I was given a deal worth £150 a week and £3,000 a game if I played. I scored two goals in 14 Championship appearances between August and November, but I wasn’t happy. I was living in a hotel attached to the stadium, and my girlfriend left me after finding out I’d cheated on her in Blackpool. She drove back to London, and I sped after her down the motorway for about 30 minutes before the police pulled me over. I went back up north, but after being left out of the squad for a home match against Birmingham in early December, I returned to London and stayed there for the next six months.

The club fined me every time I missed a training session, but I didn’t care any more. I only had a 12-month deal and figured they wouldn’t extend it at the end of the season. Strangely, they then activated the one-year option in my contract and told me to return for pre-season. I turned up four weeks late, by which point they’d already played four friendlies. I was made to train on my own, running up and down sand dunes on the beach, but couldn’t get anywhere near Neil McDonald’s first team despite issuing a public apology about my behaviour. I was eventually released in February 2016.

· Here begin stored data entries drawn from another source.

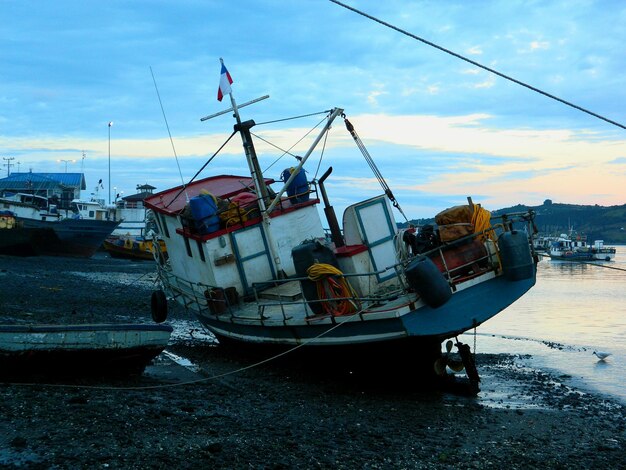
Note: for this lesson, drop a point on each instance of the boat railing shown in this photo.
(233, 214)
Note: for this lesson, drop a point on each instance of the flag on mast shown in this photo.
(225, 82)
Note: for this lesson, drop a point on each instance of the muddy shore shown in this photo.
(280, 414)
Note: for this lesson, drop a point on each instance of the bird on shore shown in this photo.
(601, 355)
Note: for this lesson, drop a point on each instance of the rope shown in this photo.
(459, 56)
(374, 168)
(336, 294)
(481, 220)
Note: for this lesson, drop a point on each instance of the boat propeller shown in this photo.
(447, 361)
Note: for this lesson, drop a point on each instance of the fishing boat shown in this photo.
(80, 348)
(256, 266)
(38, 227)
(575, 248)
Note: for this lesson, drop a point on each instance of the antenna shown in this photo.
(8, 164)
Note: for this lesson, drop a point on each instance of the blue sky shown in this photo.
(439, 128)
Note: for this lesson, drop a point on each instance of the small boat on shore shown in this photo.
(569, 248)
(256, 266)
(33, 226)
(133, 247)
(96, 348)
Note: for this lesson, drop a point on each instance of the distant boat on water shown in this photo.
(575, 248)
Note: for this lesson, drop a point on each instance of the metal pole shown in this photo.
(110, 124)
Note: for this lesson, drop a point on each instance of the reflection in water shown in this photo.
(579, 307)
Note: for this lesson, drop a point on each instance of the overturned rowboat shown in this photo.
(96, 348)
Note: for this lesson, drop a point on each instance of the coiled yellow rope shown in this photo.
(338, 295)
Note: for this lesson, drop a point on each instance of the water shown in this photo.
(573, 310)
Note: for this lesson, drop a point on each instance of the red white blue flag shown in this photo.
(225, 82)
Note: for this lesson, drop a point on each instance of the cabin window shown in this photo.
(188, 247)
(200, 250)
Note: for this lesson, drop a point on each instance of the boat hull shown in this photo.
(465, 310)
(119, 348)
(67, 237)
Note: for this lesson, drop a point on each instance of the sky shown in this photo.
(439, 129)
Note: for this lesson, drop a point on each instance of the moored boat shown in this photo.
(255, 265)
(569, 248)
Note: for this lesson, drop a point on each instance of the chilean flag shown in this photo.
(225, 82)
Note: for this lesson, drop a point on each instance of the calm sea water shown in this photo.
(573, 310)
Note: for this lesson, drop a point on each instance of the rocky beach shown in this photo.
(202, 405)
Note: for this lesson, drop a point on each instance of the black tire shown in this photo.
(158, 306)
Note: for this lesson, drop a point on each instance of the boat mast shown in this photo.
(333, 114)
(253, 163)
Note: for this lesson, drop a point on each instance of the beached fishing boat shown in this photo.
(80, 348)
(256, 266)
(570, 248)
(38, 227)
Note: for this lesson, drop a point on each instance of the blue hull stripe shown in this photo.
(466, 309)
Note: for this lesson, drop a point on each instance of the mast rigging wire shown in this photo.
(169, 133)
(459, 56)
(373, 167)
(200, 170)
(288, 151)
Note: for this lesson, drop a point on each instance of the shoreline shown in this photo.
(275, 415)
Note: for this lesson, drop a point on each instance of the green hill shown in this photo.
(596, 222)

I didn’t play again until August – my first game since November 2014 – after signing a one-year deal with Southend. My contract was worth peanuts, but after scoring two goals at Bury and another at Oldham, Phil Brown gave me a new three-year contract on £3,000 a week. He probably regretted it when I was charged with online bank fraud a few weeks later. With another court case hanging over me I ploughed on, scoring in four successive league games from mid-March to early April. But the joy was short-lived.

In May, soon after the season had finished, I was sentenced to eight months in jail after admitting conspiracy to defraud. I spent 10 weeks in Pentonville prison before being released for good behaviour, but had to wear a tag on my ankle for five weeks and was given a 7pm curfew which meant I couldn’t play in any midweek evening games. Southend showed great loyalty towards me and I played 21 times during the first half of 2017-18, but my contract was terminated in January after they finally ran out of patience with my lateness.

Since then, the game has pretty much washed its hands of me. I’m treated as the Osama bin Laden of football. I went to train with Oxford for several weeks in 2018, but rejected a contract there because I felt the terms weren’t good enough. Rochdale offered me £1,000 a week last season after a brief trial, but I turned it down because they wanted me to live in an apartment with a new team-mate and his girlfriend to make sure I didn’t slip back into my old ways. In hindsight, they were both really stupid decisions.

After leaving Southend, I moved back home with my mum and played five-a-side a couple of times a week just to stay fit – but it’s a world away from professional football. 

I’ve had two long years to reflect on everything I’ve done wrong and the people I’ve hurt along the way. I can’t blame anyone else – it’s all been self-inflicted and I’ve had more than my fair share of chances to change. I turned 29 in April and know I don’t have time to waste. 

I hope and pray I’ll get one last chance. If I do, I’m ready to grab it with both hands.